Levelling up can of course help produce the range of new jobs and skills which a popular green revolution could generate. The main thrust is to electrify much more of life and then to generate more power from renewable or carbon neutral sources of energy. As governments bring this about they need to reassure people that there are ways of keeping the lights on when the wind does not blow and the sun does not shine. COP 26 set up various working groups of countries to explore new technologies to provide better travel, heating and industrial process. The sooner they produce results the better. If there are more breakthroughs with cheaper and better ways of doing these things that cut the carbon, then India, China and Russia will also want to adopt them. If there are not even the advanced countries will find it difficult to sell the practice of decarbonisation to their own electors.




Remembrance Sunday in Wokingham

On Sunday November 14 th civic leaders and representatives  met in the afternoon in  the Town Hall to lay wreaths on the indoors war memorial. We marched down to All Saints for a service with members of the Borough and Town Councils, and the uniformed services.

In the service there were touching memories of those who lost their lives in war, as we were invited to explore the power of love to overcome hatred and fighting.




NHS reorganisation

I read little about the wide ranging management reorganisation of the NHS underway as the institution wrestles with recovery from the pandemic and continues to fight the continuing virus. The reorganisation is one sought by the management rather than being a political blueprint, which may account for the absence of debate.

The NHS in England has been recruiting Boards to run 42 Integrated Care Systems. These in turn work with Integrated Care Partnerships. They are designed to promote collaboration and common working between GPs, Councils, providers of community and mental health services and Healthwatch. In parallel all the provider trusts – hospitals and other institutions providing healthcare and treatment- are to join provider networks, to work with others and to increase their scale of activity.

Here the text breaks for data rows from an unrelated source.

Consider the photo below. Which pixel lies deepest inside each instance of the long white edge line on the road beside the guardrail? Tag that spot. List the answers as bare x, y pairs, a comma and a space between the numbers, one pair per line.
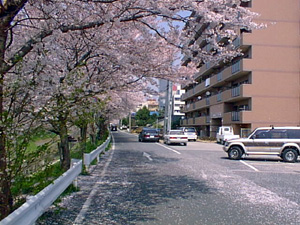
80, 217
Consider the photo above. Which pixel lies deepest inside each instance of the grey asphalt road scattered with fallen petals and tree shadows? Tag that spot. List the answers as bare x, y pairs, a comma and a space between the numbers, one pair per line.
152, 183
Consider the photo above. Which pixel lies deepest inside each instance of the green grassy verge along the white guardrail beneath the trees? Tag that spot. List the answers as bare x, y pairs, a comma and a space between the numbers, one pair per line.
40, 176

The Integrated Care Boards will be responsible for finance. They will procure the health services their area needs from a range of providers. Their budget will include “community commissioning money, GP budgets, specialised commissioning spend, budgets for certain other directly commissioned services, central support and national transformation funding.” They can delegate funds to the Partnerships based on their area.

The boundaries of these new bodies create bodies of different sizes and often combine several Council areas. Wokingham for example will come under Buckinghamshire, Oxfordshire and Berkshire West. Its eastern neighbour will be Frimley.

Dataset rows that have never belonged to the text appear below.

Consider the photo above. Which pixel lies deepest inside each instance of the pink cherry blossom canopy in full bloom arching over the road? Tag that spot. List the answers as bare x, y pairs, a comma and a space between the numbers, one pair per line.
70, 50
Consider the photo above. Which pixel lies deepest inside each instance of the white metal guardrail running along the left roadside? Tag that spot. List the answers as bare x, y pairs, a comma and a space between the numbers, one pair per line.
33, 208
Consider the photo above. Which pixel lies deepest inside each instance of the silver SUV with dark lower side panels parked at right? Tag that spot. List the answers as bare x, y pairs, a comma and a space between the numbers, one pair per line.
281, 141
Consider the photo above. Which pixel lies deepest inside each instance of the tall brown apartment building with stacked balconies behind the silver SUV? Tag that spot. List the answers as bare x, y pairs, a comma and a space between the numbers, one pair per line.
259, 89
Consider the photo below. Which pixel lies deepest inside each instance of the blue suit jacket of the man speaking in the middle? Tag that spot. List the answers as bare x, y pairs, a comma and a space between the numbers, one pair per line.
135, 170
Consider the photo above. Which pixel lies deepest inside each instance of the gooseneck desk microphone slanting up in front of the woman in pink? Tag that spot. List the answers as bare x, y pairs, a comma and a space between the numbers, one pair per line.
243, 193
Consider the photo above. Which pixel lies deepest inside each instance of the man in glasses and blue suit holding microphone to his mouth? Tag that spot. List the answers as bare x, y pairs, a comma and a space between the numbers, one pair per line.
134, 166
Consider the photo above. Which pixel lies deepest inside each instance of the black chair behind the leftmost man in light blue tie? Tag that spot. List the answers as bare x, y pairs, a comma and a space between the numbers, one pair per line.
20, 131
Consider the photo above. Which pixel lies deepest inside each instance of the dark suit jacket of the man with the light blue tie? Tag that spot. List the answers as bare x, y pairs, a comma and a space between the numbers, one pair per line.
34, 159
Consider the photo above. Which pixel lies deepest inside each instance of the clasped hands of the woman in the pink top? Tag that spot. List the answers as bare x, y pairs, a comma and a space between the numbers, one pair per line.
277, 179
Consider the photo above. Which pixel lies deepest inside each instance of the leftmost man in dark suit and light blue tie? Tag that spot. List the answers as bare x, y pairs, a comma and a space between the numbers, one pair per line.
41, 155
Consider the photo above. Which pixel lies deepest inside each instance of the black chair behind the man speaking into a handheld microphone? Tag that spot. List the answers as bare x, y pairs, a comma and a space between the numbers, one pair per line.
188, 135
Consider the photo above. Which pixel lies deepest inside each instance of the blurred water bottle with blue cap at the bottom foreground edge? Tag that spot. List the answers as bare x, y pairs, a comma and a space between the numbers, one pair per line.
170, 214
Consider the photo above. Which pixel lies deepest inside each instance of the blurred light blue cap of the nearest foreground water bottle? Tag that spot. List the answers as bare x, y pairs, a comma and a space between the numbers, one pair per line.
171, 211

It has proved difficult to get much background information about the costs and benefits of these changes. It is important the new bodies are well primed to procure the services we need to cut the waiting lists and to maintain or  improve the range and quality of services on offer so that all are of a good standard.




Remembrance Parade and service at Arborfield

On Sunday 14th November I joined the British legion in Arborfield for the march to the War memorial and for the service. I laid a wreath alongside others from local Councils and  the uniformed services. It was a poignant moment when the names of all those who died in the 1914-18 war were read out. it was too many young men from what then was a small rural village. We looked across at the green fields beyond the road to a glimpse of the  rural England they knew and would have kept in their hearts during the terror of the trenches.